ブログ&レポート

2016/04/04

シェフ紹介

『PATINASTELLA』杉浦シェフ

『PATINASTELLA』 vol.1 -前編- 杉浦シェフの想い

渋谷に店舗を構える、アメリカ西海岸と東海岸の食文化が融合した新たなアメリカ料理の世界 ―モダンアメリカン・クイジーン― を提供する 「PATINASTELLA」(パティナステラ) の料理長を務める杉浦シェフ、スーシェフを務める荒井シェフに食材へのこだわり、食材に対する想いを伺ってきました。

今回は、『PATINASTELLA』 vol.1前編として、料理長を務める杉浦シェフのお話しをご紹介。

「PATINASTELLA」(パティナステラ)は、全米で約50のスペシャリティーレストランを展開し、ハリウッドスターから政治家まで数多くのセレブリティーから熱い支持を得ているPATINA RESTURANT GROUP(パティナ・レストラン・グループ)が、海外初進出の旗艦店として東京・渋谷の“奥渋”と呼ばれるエリアに、2014年9月にオープンしたモダンアメリカンレストランです。

料理長を務めるのは、エミー賞の授賞式や、ニューヨークのティファニー本店でのケータリングに携わり、多くのセレブリティをもてなした経験を持つ杉浦シェフ。2008年に渡米後、ニューヨーク・ロックフェラーセンターの「シーグリル」にて修行。その後、アメリカ・ロサンゼルスの「PATINA」にて、パティナ・レストラン・グループの料理長・ジョアキム・スプリチャル氏のもとで技術を磨き、現在に至ります。
th_杉浦仁志シェフポートレート(大)

食材が本来持っている“生命力”を伝えたい。

『食材選びの際に自分が一番こだわっている部分は、やっぱり生産者さんがどんな考え・想いを持ってその食材と向き合っているのか、という点ですかね。なぜこの食材をこの場所で育てているのか?ということだったり。こだわりが強い生産者さんの場合、どこで育てるのかといった部分にもちゃんと意味があるんです。その土地の風土や周りの環境、例えば風の流れでも変化があるんです。また、海の近くなのか、山の近くなのか、川の近くなのか。この風土と環境の違いが食材にも凄い影響を与えているんです。海の近くだとミネラルを多く含んでいたり。じゃーどうしてミネラルを多く含ませるのか?といった所に生産者さんの想いが詰まっていたりするんですよね。その土地に出向いて自分の目で見て確かめ、感じ、生産者さんの想いを聞くこと。実際に“体験すること” で得られることは本当に大きいんです。』

忙しくても時間を作ってなるべく産地に出向き、 “どんな環境で食材が育てられているのか?” ・ “生産者さんがどんな想いを持ってその食材と向き合っているのか?“ ということを直接自分の目で見て体験することで、その食材に対する想いがより一層濃くなり、そこで感じた感覚や想いがお客様に提供する料理にも反映される、と語ってくれました。

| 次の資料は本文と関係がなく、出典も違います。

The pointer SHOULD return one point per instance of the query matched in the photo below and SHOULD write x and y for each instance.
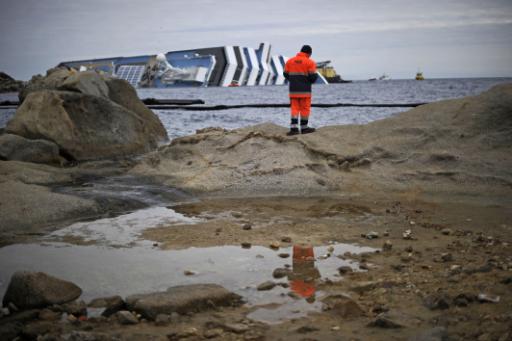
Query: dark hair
(306, 49)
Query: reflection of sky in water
(104, 271)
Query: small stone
(407, 235)
(280, 273)
(486, 298)
(344, 269)
(237, 214)
(371, 235)
(275, 245)
(437, 301)
(71, 318)
(387, 246)
(237, 328)
(126, 317)
(306, 329)
(446, 257)
(213, 333)
(268, 285)
(447, 231)
(162, 319)
(286, 239)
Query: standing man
(300, 71)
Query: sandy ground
(428, 283)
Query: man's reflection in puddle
(303, 275)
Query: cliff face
(9, 84)
(461, 145)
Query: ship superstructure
(215, 66)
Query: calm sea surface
(181, 122)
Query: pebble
(162, 319)
(446, 257)
(407, 234)
(126, 317)
(447, 231)
(370, 235)
(213, 333)
(387, 246)
(275, 245)
(268, 285)
(486, 298)
(344, 269)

『最近聞いた話しなのですが、これは当たり前なことかも知れませんが、野菜も呼吸しているんだってこと。だからこそ、育てられる土地の環境や風土が凄く大切なんですよね。ちょっと極端な言い方かも知れませんが、“食材”という見方をするのか、“生命”という見方をするのかの違いというか。やっぱり環境が良いところで育った野菜からは、香り・味、全てにおいて強い生命力を感じるんです。この、食材が持つ本来の生命力をしっかりと感じ取り、それをお客さんにも感じてもらえればと思っています。』
2015.27th.Sept(5)

今一番知りたいのは“地鶏”のこと。

_ 杉浦シェフが一番こだわりを持っている食材はなんですか?
との問いに、“これから”こだわっていきたい、もっと勉強してより深く知っていきたい、と思っている食材について語ってくれました。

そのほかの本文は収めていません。